Colo Republicans Mobilize to Fight Education Tax Hike
Battle lines are being drawn over a ballot measure before voters this fall that would temporarily hike Colorado’s sales and income taxes to backfill millions of dollars in recent cuts to education. A group of former and current Colorado Republican lawmakers calling itself "Save Colorado Jobs" has now formed to fight the measure.
Proposition 103 would raise the state’s income tax rate by .463% to five percent and its sales tax by a tenths of a percent to three percent, or as its supporters are quick to point out, restore the tax levels to where they were during the late 1990s.
But that was when the economy was booming, says former state Rep. Victor Mitchell, (R-Douglas County) who spoke at a capitol news conference unveiling the “Save Colorado Jobs” opposition committee.
"Although it’s a worthy cause to say we want to put more money into K through 12, there’s a cost to that and that cost is going to be an impact on our economy," Mitchell said Thursday.
Mitchell’s group released a study produced by a free-market think tank that showed thousands of jobs would be LOST over the five year period if the measure passes.
The study and its numbers were quickly disputed by State Senator Rollie Heath (D-Boulder), chief architect of the ballot measure who was standing outside the news conference seemingly chomping at the bit to respond.
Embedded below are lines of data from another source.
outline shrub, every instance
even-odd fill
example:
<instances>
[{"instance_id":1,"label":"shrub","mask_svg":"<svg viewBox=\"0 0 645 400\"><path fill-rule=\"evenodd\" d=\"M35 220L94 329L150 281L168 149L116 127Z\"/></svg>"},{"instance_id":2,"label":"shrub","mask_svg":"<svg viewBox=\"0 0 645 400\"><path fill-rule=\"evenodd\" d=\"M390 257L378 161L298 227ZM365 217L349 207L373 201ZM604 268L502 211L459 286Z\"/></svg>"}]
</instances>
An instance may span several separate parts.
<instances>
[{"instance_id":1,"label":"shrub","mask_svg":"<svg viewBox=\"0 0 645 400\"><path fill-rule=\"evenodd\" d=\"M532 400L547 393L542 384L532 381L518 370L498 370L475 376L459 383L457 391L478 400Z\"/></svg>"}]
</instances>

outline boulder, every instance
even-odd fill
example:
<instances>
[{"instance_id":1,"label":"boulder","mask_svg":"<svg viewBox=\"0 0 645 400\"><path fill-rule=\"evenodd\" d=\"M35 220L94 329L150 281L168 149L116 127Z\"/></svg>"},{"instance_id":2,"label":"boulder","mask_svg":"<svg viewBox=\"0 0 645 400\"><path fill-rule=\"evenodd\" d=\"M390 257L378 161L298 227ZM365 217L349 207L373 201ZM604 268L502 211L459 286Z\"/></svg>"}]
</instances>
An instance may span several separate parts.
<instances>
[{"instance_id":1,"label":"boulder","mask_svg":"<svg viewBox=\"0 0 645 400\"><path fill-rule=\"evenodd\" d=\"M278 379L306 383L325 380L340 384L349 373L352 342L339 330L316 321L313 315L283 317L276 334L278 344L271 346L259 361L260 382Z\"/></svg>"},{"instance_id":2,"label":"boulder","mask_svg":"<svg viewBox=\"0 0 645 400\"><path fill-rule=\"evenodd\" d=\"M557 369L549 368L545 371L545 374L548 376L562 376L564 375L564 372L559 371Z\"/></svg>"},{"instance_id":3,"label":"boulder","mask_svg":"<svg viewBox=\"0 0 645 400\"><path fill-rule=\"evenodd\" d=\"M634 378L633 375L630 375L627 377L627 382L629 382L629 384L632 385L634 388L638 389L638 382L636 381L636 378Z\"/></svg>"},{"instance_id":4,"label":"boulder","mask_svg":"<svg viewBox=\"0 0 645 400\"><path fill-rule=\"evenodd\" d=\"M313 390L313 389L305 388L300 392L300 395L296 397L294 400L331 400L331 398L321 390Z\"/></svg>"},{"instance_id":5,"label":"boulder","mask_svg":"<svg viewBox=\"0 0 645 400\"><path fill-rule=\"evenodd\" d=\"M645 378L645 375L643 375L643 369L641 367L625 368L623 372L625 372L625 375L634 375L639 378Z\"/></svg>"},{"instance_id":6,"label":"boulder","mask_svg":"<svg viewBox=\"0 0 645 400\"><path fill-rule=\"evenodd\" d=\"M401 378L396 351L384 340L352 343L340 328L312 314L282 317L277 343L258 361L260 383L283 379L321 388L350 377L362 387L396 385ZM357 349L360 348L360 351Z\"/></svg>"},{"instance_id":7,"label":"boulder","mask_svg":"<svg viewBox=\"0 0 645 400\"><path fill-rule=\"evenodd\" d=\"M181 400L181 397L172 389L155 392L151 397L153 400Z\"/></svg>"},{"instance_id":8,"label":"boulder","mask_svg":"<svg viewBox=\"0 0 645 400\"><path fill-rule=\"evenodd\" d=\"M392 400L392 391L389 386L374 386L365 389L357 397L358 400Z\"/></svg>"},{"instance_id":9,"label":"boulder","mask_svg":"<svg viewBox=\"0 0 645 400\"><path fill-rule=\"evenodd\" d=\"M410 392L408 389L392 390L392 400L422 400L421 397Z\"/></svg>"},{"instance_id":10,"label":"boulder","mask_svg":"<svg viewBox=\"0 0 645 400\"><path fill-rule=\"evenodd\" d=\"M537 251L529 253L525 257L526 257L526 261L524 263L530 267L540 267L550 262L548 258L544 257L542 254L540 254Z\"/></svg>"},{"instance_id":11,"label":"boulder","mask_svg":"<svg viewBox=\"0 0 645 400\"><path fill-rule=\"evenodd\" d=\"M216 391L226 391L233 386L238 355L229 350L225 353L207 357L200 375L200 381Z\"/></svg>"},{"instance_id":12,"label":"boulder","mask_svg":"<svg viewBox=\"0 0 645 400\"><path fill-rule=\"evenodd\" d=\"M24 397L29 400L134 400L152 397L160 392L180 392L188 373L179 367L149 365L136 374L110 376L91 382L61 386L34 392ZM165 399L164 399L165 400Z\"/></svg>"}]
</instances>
"We’ve gone from virtually the best, to the worst, and to think that we can attract jobs which to me is the most critical thing we’re trying to do here, without investing in education, just makes no sense to me at all," Heath said.
Support for Heath’s measure has been slow to get off the ground. Even many in his own party have said that another dedicated funding stream for education could further jeopardize many other essential state programs in the already stressed budget.